Keys to a Happy New Year in 2018

Keys to a Happy New Year in 2018

HAVING A HAPPY NEW YEAR DEPENDS ON HAVING THE RIGHT PERSPECTIVE

As I did last week, I’m posting a day early this week in order to wish a Happy New Year to our blog readers from countries all over the world!

There are three keys to having a happy New Year in 2018.

The first key is having the right definition of success.  We tend to look to favorable circumstances as our basis for a happy life.  If so, however, we are at the mercy of unavoidable health, financial, or other circumstantial setbacks.  If we change our perspective, we can have a “happy” year nevertheless.

I define success as:  Being faithful to God and leaving the results to Him!

The second key is focusing on the right priorities.  To focus on money or health or success may not be wrong, but we cannot tie our happiness to them if we cannot control them.  Instead, two “can’t miss” priorities are to focus on relationships with God and people.

St. Augustine said that we were made for God and our souls are restless until we find our rest in Him. In pursuing a closer relationship with God, we are focusing on the first priority of a “happy” life, and circumstances need not interfere with our growing relationship with God.  In fact, they can help (James 1:2-4).

We must also focus on our relationships with people.  When we strip down everything to the basics, happiness requires knowing that we are not alone, knowing that we are loved, and knowing that we belong.  Focusing on relationships over circumstantial success, instead of sacrificing relationships to have circumstantial success, is a requirement for a happy New Year (1 Corinthians 13:4-8a).

The third key is having the right strategy.  The right strategy for a happy New Year is to put all our eggs in the “eternal” basket… living one’s life in light of eternal truth and values.  This has two implications:

  1. External: we live our lives to advance God’s spiritual Kingdom rather than our own personal “kingdom.”
  2. Internal: we welcome trials as gifts to help us become more Christlike, rather than resenting them because they interfere with our earthly goals.
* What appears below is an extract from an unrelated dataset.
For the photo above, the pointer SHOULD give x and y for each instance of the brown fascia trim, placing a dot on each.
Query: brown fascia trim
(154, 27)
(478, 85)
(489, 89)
This is perhaps the single most subtle and sophisticated challenge of the Christian life, because it goes 180° in the opposite direction of our natural inclinations. It flies in the face of everything we learn from culture. It takes such extraordinary discernment to “get it.”

C. S. Lewis wrote, “Imagine yourself as a living house. God comes in to rebuild that house.  At first, perhaps you can understand what He is doing. He is getting the drains right and stopping the leaks in the roof and so on; you kew that those jobs needed doing and so you are not surprised.  But presently He starts  knocking the house about in a way that hurts abominably and does not seem to make any sense.  What on earth is He up to? The explanation is that He is building quite a different house from the one you thought of – throwing out a new wing here, putting on an extra floor there, running up towers, making courtyards. You thought you were being made into a decent little cottage: but He is building a palace.”

God always has our ultimate best interests in mind, but he often uses failure in temporal things in order to give us greater eternal gifts. If we accept that transforming from living for temporal values to eternal values is actually in our best interests, then we can grow strong and agile and powerful, spiritually. In doing so, we can have a Happy New Year regardless of circumstances!